Efficiently computing shared neighbors in graph

Problem background

Assume that we have a large graph containing many nodes and edges. For this graph, we need to compute the number of shared neighbors for each pair of nodes.

An instance example

For nodes 0 and 1, the result is 1 as the nodes share a single neighbor, which is node 2. For nodes 0 and 3, the result is 2 as both of them share nodes 2 and 4 as neighbors.

Naive solution

Assume that the input graph is represented in python networkx graphs. A trivial solution is to compute for all pairs the number of shared neighbors by neighbors intersection:

from itertools import combinations
import networkx as nx
from networkx.generators.random_graphs import gnp_random_graph

g: nx.Graph = gnp_random_graph(1000, 0.2)  # get a graph
shared_neighbors = {}
for node_1, node_2 in combinations(g.nodes, r=2):
    shared_neighbors[(node_1, node_2)] = (
        sum(1 for _ in nx.common_neighbors(g, node_1, node_2))
    )

This code is relatively trivial.
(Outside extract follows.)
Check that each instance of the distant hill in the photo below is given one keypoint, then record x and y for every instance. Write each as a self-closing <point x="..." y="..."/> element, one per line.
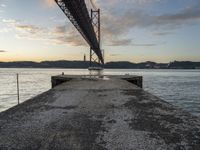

The most expensive part of the code is getting the common neighbors. This code can be improved by computing shared neighbors faster.

Almost naive solution

A straight forward approach to optimize the performance is by indexing the neighbors beforehand in sets for each node. Using that, we don’t need to access the graph’s data structure, and avoid an expensive iteration.

from itertools import combinations
import networkx as nx
from networkx.generators.random_graphs import gnp_random_graph

g: nx.Graph = gnp_random_graph(1000, 0.2)  # get a graph
neighbors = {node: set(g.neighbors(node)) for node in g.nodes}
for node_1, node_2 in combinations(g.nodes, r=2):
    shared_neighbors[(node_1, node_2)] = (
        len(neighbors[node_1] & neighbors[node_2])
    )

The difference between the naive solution and the almost naive one is significant. On average, an example of 1000 nodes takes 90 seconds using the naive solution, and 3 seconds using the almost naive solution.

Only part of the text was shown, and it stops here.